La straordinaria normalità di Larissa Iapichino

Larissa Iapichino indossa un total look GCDS e scarpe PUMA.

La carriera di Larissa Iapichino sta prendendo una direzione chiara: verso l’alto. Vincere nello sport non è facile, vincere nell’atletica, dove anni di allenamento si concentrano in un gesto tecnico di pochi secondi, è ancora meno facile, perché basta una giornata no per buttare tutto all’aria. «Nell’atletica non è mai scontato. Nei grandi campionati, ad esempio, ci sono solo 3 salti per qualificarsi alla fase finale della gara, e non sai mai cosa può succedere, basta un nulla per buttare tutto all’aria.
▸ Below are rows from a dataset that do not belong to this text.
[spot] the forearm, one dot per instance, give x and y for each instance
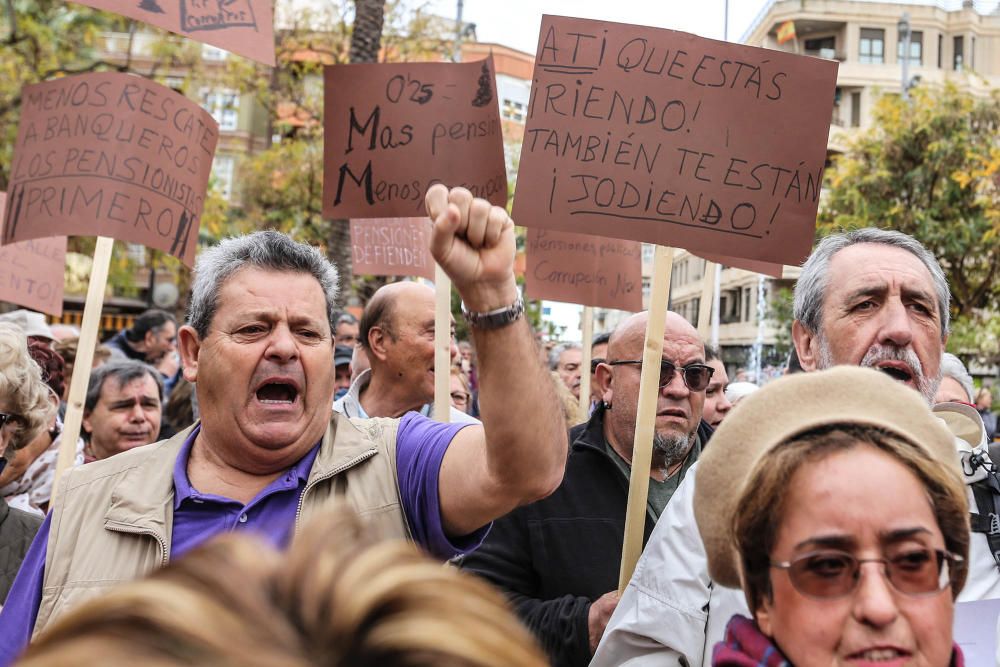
(525, 433)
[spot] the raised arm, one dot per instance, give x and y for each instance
(519, 454)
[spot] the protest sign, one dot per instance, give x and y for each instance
(661, 136)
(393, 130)
(589, 270)
(245, 27)
(110, 154)
(767, 268)
(31, 273)
(392, 247)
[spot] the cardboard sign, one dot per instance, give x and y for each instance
(392, 247)
(767, 268)
(393, 130)
(31, 273)
(110, 154)
(661, 136)
(589, 270)
(245, 27)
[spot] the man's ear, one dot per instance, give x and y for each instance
(806, 346)
(763, 618)
(189, 346)
(376, 342)
(604, 373)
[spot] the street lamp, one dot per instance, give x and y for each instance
(904, 34)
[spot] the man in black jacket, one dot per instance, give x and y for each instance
(557, 559)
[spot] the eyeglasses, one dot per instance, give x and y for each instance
(696, 376)
(834, 574)
(9, 418)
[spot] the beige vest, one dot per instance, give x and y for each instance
(114, 518)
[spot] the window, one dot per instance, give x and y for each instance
(512, 110)
(872, 51)
(824, 47)
(916, 48)
(223, 170)
(224, 106)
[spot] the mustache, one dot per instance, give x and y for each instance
(878, 353)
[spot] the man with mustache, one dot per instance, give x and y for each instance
(397, 335)
(557, 559)
(268, 452)
(868, 297)
(122, 410)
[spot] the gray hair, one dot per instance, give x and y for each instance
(952, 366)
(810, 289)
(124, 371)
(269, 250)
(557, 352)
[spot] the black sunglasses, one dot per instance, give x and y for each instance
(696, 376)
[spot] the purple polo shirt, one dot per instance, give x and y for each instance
(420, 447)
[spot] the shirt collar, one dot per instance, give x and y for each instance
(182, 485)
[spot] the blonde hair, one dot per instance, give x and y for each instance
(339, 597)
(761, 507)
(21, 385)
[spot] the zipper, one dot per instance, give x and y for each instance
(123, 528)
(336, 471)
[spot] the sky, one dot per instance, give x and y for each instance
(515, 22)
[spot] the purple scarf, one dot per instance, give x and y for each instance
(746, 646)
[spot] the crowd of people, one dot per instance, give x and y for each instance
(266, 483)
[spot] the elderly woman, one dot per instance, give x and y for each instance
(25, 410)
(846, 524)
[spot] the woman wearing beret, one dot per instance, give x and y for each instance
(846, 524)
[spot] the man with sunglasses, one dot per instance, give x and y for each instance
(557, 559)
(869, 297)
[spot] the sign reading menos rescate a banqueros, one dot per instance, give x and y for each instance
(114, 155)
(665, 137)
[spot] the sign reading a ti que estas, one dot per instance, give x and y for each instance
(245, 27)
(393, 130)
(588, 270)
(110, 154)
(32, 272)
(661, 136)
(392, 247)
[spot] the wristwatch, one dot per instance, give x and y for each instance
(495, 319)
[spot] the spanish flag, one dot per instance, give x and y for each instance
(786, 32)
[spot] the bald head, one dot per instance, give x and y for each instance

Hai i nervi a fior di pelle, non puoi ridurti al terzo salto. Mia mamma diceva sempre che in questi contesti vince solo chi ha più voglia di vincere perché la pressione non arriva quasi mai da fuori, è quella che ti metti tu». Staccarsi dalle etichette però può essere ancora più difficile, ed è proprio quello che sta facendo Larissa. Essere cresciuta e conosciuta dal pubblico generalista come “la figlia di Fiona May” può essere un grande peso se si è un’atleta, ancora più grande se si compete nel salto in lungo, il medesimo sport che ha reso May una delle figure sportive più note della storia recente italiana. Larissa però non sta solo riscrivendo i record in pedana un tempo stabiliti dalla madre, ma sta anche mostrando a tutti la propria identità fuori dal mondo sportivo. «Non credo di aver uguagliato mia mamma, per me lei è ancora un’atleta quasi irraggiungibile, non solo per il suo talento ma per quanto ha vinto. Ci vorrà ancora un bel po’ per raggiungerla».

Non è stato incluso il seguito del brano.